In anticipation of that, his bill set the stage for scholarship donors to get tax credits for private school scholarships. The legislation also includes scholarships for public school students.
Under the legislation, eligible public school students could receive $500 scholarships – or $1,100 for those in special education programs. That money could be used in a variety of ways, for example, for tutoring, extracurricular activities, books, computer hardware, summer programs, speech therapy, or transportation to eligible activities.
Eligibility is limited to students whose family income falls below 200% of the limits for free and reduced lunch programs. That would make a family of four earning less than $98,000 eligible. Students in foster care or who receive special education services would be eligible regardless of income.
The program is estimated to provide tax credits worth $500 million, money that opponents say public schools need for general education.
Any tax credits claimed by scholarship donors would reduce general fund revenue, said Rep. Lori Stone, a Democrat from Warren.
“That could have a significant impact to the school aid fund,” she said during a committee hearing this week. “Isn’t it more important that we are adequately and equitably funding our public schools?”
Wotruba thinks so.
“We will not have successful public schools if we allow over half a billion dollars to be transferred to private entities,” he said.
House Democratic Leader Donna Lasinski of Scio Township blasted the bills.
“It is confounding that my Republican colleagues are now taking tax dollars out of the school aid fund and giving them to private organizations and their wealthy donors under the guise of helping schools and their students recover from the pandemic,” she said. These bills “serve a naked partisan agenda on behalf of the billionaire DeVoses to test Republican legislators’ allegiance to their radical privatization agenda.”
Proponents like parent Traci Lambert of Traverse City say Michigan public schools already get a lot of money, including a $6 billion infusion of COVID relief funds. Lambert testified this week before both the House and Senate education committees, saying she’s already spent more than $20,000 on tutoring, therapy and other services after public schools failed to provide appropriate services to her 16-year-old daughter, who has Down syndrome.
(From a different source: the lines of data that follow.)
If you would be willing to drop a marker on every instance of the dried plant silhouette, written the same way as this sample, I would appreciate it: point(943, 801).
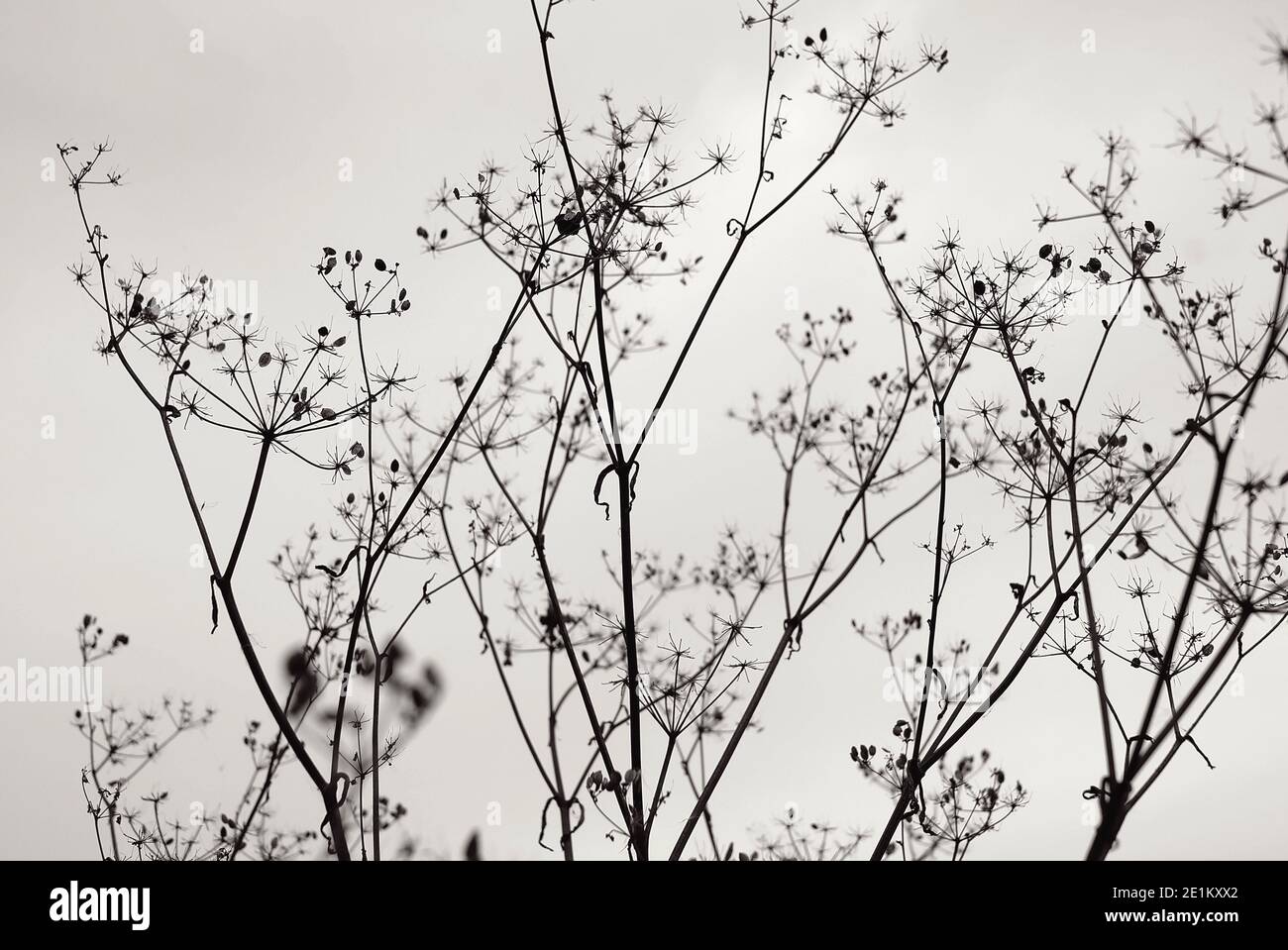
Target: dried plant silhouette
point(1154, 570)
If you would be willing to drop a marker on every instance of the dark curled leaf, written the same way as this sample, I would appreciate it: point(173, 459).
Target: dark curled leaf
point(599, 484)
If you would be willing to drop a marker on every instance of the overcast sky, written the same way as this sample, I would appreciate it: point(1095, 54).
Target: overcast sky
point(235, 124)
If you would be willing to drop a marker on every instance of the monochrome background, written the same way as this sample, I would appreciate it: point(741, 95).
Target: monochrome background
point(232, 158)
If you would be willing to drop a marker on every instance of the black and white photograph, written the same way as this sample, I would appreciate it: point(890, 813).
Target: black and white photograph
point(751, 431)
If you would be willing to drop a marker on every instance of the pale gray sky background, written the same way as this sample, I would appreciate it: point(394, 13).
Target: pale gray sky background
point(231, 158)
Jessie Bagos, who is one of the plaintiffs in the Mackinac Center lawsuit, also testified. Bagos said her twin first graders suffered last year when Royal Oak schools switched to virtual learning.
“They went from happy little guys who liked school and learning” to boys who cried in front of computer screens while friends whose families could afford private school enjoyed in-person learning, she said.
“I never want to be in that position again,” she testified.
“If Michigan had a program like this before, our boys would not have had to suffer so much,” she said. “It would have given them a kindergarten year that was a positive experience.”